Let the patients feet protrude over the end of the bed or table, and place the balls of the feet against your thighs.  (You can also do this with your hands on the balls of the feet.)  Gently press against the balls of the feet in a rhythmic fashion, jiggling/pulsing the feet upwards into the body.  You're aiming for a little over a pulse per second.  

Imagine that you have a big container of jello, and want to set up a nice jiggle or wave pattern through the abdomen which is effecting the diaphragm to pump up and down.  The diaphragm acts as an important pump for the lymphatics.  Do this for several minutes. 

Step 7: Review

All of these procedures should be very gentle, and not done aggressively. 

These techniques are designed to enhance the body's range of motion, especially the lungs and breathing apparatus.   They can be done multiple times each day, and are extremely useful for respiratory problems, including flu and pneumonia. 

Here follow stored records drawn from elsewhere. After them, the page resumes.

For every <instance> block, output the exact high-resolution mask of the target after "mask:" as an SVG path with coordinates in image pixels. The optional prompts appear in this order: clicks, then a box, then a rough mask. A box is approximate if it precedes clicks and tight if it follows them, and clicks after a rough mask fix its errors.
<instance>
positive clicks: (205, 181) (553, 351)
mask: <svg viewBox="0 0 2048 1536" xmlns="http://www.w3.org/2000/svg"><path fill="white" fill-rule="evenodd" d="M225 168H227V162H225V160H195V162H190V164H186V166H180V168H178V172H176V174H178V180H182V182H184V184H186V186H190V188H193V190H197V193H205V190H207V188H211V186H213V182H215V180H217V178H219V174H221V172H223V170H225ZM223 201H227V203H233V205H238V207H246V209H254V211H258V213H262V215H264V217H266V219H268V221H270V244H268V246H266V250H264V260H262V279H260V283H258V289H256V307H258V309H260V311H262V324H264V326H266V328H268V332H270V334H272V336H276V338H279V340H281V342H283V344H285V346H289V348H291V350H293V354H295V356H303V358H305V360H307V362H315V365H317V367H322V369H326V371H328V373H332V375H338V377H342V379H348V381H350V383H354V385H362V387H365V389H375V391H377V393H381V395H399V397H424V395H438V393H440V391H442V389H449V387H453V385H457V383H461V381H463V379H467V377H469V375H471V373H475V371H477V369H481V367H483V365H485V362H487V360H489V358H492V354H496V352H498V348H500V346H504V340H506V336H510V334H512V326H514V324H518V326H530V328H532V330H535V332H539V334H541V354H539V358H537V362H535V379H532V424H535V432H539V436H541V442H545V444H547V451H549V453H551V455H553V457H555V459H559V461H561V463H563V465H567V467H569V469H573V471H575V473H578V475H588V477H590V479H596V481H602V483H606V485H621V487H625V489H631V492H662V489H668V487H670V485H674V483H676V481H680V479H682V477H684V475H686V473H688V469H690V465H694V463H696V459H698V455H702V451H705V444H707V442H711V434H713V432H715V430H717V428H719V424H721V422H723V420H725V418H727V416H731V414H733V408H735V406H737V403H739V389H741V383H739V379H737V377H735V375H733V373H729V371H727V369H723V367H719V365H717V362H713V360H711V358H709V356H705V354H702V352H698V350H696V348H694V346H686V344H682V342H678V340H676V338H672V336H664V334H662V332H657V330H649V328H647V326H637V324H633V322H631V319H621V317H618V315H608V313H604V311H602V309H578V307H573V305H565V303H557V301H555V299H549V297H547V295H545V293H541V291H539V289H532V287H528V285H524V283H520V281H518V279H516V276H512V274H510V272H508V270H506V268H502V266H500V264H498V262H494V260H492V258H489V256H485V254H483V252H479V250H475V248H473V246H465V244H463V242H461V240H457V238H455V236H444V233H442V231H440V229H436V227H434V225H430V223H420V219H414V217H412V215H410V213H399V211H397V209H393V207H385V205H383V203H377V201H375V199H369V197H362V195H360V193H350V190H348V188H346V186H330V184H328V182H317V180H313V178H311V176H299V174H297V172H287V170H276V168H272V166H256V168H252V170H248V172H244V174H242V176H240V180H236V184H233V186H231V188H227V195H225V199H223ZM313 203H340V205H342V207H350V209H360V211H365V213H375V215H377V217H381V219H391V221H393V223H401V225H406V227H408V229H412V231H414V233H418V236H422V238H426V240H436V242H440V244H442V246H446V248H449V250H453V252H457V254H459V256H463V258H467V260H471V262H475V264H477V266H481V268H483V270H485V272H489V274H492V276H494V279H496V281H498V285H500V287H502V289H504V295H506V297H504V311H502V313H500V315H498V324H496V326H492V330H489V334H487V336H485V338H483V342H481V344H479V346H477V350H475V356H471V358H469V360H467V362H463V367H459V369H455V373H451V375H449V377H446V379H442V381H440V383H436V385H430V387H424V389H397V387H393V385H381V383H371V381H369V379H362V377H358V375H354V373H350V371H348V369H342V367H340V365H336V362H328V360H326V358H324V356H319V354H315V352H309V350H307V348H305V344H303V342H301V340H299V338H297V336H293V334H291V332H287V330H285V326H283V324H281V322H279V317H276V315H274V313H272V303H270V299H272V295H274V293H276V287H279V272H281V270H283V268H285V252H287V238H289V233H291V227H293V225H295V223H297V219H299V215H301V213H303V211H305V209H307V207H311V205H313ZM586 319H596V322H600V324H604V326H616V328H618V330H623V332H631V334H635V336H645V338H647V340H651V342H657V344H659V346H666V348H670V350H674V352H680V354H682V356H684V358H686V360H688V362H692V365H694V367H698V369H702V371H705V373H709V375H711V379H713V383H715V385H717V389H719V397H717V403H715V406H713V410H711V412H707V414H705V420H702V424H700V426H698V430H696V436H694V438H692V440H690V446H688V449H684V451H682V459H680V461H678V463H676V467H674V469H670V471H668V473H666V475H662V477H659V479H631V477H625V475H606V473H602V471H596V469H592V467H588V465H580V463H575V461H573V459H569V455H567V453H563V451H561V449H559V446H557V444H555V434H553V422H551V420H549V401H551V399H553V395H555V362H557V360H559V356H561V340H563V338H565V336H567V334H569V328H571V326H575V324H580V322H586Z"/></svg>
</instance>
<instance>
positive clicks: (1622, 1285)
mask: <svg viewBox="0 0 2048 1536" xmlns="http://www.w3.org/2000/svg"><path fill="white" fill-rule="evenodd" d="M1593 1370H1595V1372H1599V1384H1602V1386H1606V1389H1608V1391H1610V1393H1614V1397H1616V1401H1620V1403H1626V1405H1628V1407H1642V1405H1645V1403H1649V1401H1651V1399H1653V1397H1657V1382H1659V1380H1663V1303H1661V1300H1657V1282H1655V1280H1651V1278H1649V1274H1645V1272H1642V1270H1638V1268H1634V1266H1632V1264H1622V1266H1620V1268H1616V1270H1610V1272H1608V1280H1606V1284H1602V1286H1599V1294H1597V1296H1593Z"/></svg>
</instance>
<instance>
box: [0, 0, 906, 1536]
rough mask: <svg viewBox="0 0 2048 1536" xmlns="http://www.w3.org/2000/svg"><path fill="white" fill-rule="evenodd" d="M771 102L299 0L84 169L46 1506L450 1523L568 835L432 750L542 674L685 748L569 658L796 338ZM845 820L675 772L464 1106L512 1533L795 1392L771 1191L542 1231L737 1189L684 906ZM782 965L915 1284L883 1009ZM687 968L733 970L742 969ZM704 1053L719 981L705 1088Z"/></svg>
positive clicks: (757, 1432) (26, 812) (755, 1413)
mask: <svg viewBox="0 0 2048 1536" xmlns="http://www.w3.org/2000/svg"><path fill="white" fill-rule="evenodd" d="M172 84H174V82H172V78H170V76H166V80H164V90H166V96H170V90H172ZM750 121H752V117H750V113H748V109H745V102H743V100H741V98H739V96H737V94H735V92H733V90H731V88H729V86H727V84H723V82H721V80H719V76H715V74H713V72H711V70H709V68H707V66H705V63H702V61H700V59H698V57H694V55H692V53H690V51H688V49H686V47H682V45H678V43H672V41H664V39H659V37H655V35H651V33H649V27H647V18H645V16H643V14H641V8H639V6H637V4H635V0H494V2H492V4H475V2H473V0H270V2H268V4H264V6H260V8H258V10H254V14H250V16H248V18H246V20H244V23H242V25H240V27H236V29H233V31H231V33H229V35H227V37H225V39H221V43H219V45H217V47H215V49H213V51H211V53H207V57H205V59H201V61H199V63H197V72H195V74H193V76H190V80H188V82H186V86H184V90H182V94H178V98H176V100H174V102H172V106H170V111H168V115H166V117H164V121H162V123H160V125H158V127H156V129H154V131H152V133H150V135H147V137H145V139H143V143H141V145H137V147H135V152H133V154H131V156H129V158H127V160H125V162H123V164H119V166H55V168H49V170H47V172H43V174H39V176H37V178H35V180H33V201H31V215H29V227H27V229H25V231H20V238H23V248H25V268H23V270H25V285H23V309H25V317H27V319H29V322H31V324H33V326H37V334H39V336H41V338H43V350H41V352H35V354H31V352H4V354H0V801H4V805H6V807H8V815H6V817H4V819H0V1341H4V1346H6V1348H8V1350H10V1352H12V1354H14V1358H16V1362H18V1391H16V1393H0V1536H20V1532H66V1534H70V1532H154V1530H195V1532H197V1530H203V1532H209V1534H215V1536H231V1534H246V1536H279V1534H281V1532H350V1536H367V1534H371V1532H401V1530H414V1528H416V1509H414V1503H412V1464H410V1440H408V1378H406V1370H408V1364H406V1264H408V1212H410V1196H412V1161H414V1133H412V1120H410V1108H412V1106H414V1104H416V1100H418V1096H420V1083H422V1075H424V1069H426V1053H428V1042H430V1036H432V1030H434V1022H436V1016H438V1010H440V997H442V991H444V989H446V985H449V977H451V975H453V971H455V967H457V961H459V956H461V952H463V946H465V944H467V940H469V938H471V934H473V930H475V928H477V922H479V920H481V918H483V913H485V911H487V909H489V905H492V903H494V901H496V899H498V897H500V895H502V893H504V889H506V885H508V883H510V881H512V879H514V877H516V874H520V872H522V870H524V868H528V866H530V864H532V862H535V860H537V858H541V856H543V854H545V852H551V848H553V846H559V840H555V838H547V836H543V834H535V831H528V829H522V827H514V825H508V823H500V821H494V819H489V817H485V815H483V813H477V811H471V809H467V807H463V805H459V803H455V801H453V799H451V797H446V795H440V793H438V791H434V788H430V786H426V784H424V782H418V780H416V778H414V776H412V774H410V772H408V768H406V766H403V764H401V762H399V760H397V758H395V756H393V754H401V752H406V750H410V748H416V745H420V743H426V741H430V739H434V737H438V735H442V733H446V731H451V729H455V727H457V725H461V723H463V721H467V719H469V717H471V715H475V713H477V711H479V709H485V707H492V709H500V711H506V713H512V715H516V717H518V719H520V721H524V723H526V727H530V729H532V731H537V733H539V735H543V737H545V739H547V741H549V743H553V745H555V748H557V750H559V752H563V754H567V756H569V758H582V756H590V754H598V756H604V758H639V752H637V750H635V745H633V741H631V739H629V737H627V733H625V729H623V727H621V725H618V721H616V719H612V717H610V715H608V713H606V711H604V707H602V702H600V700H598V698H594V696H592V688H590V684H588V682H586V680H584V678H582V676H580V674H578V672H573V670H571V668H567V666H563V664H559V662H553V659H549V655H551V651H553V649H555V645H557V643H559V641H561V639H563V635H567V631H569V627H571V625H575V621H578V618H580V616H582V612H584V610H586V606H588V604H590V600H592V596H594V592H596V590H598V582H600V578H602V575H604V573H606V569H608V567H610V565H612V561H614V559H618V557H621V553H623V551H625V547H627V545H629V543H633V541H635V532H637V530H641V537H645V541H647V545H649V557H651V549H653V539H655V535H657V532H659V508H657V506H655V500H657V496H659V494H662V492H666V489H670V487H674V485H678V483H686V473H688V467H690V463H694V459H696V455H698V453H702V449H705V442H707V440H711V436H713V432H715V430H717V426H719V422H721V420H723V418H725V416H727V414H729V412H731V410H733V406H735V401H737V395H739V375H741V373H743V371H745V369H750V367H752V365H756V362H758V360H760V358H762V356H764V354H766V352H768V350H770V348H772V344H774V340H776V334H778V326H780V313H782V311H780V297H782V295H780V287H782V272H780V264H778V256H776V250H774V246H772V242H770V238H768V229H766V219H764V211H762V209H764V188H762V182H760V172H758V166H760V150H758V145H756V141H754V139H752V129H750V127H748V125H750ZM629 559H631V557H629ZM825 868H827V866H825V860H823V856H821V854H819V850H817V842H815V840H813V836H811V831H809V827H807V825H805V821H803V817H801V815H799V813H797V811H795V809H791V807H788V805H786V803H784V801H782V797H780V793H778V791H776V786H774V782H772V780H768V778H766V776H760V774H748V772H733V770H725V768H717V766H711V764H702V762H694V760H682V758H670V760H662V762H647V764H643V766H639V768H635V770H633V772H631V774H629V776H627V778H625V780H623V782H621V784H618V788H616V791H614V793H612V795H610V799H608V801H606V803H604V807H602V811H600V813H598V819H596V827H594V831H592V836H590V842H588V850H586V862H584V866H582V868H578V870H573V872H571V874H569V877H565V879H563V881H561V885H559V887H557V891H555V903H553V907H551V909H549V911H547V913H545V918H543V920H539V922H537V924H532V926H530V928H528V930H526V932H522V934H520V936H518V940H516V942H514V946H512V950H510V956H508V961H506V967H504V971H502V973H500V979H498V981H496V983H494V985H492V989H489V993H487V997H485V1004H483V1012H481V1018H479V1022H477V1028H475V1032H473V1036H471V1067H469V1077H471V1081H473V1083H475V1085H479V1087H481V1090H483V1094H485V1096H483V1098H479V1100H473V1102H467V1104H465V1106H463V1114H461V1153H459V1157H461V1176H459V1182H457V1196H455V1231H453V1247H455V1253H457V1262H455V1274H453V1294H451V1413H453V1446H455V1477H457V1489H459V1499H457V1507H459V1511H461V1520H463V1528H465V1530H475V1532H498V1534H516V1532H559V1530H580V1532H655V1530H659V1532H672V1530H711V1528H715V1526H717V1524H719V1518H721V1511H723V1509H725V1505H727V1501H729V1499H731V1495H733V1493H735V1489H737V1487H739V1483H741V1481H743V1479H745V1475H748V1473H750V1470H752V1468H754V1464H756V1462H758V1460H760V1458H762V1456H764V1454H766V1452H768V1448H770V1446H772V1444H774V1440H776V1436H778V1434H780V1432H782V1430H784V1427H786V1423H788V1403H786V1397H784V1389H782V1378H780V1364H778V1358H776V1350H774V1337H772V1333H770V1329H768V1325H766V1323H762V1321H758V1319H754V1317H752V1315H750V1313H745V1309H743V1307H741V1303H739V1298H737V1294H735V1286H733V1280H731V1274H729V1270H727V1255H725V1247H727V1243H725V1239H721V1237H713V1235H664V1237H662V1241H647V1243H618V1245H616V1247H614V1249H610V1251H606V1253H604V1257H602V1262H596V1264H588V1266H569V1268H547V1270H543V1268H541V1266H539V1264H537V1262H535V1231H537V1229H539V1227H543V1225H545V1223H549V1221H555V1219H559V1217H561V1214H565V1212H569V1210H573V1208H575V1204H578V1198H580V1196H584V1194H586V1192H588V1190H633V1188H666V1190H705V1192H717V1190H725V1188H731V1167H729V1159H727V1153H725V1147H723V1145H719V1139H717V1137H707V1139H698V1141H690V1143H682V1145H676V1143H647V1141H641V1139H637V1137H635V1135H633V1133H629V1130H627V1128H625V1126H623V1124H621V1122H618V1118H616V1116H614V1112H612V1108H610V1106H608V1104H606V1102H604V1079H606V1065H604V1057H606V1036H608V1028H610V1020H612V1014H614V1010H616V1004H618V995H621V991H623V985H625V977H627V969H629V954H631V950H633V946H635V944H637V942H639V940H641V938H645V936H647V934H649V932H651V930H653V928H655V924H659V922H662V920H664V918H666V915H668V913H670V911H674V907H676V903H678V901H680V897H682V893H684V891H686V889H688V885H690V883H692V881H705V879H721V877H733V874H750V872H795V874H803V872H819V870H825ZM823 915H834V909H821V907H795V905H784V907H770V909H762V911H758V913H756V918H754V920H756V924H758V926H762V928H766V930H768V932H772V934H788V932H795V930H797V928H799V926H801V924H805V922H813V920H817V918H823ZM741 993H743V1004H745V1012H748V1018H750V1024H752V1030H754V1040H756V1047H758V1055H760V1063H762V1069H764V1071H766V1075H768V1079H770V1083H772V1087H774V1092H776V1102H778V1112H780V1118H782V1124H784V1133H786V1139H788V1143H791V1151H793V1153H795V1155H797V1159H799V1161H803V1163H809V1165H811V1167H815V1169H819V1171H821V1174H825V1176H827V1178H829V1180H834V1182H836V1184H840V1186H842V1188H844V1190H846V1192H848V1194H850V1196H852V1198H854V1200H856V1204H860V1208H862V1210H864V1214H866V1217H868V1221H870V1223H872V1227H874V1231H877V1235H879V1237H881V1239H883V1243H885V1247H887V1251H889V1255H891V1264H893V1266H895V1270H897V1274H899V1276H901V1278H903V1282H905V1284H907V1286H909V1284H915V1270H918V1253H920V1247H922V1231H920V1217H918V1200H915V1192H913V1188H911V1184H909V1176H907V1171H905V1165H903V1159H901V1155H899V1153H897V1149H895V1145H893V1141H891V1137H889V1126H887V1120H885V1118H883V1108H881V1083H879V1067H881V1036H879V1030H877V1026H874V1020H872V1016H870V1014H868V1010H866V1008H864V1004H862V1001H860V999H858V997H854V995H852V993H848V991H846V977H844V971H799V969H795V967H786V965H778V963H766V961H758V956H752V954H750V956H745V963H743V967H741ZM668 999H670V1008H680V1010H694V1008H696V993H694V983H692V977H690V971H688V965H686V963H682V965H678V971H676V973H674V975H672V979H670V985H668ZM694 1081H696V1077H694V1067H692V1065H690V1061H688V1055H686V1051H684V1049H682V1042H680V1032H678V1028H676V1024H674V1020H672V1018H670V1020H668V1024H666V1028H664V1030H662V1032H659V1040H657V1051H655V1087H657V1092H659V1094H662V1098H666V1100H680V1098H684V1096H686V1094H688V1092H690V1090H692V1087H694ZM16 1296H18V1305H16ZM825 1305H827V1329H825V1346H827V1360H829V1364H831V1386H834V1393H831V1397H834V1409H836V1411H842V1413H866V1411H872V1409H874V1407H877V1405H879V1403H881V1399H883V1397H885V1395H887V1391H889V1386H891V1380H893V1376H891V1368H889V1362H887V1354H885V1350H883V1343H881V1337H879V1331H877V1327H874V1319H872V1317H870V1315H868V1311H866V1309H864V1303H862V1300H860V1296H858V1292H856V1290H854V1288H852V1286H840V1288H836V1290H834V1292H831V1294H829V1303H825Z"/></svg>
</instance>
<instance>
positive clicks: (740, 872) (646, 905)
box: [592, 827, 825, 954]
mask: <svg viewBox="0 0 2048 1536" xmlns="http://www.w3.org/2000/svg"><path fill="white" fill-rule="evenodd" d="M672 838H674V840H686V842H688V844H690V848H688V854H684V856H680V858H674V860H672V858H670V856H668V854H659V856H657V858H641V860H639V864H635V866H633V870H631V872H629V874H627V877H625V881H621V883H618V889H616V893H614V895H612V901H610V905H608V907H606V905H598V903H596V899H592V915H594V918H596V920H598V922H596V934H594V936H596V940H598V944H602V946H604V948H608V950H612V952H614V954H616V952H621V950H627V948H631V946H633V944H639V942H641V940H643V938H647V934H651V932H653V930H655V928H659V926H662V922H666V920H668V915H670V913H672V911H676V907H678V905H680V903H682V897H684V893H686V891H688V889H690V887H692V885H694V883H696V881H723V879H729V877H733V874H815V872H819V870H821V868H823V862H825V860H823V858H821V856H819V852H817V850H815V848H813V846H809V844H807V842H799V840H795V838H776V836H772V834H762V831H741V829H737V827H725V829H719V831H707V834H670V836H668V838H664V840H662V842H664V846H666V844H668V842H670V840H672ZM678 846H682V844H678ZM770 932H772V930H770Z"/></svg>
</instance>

Respond to the patient's directives and feedback.  The human touch can be an excellent mechanism of healing, compassion, and care, but be aware some people may not be comfortable with hands-on techniques.  Be sure to look for and respect any such physical boundaries.

With a bit of practice, this simple set of techniques will allow anyone to help friends or family members suffering from the flu, or any other respiratory ailment.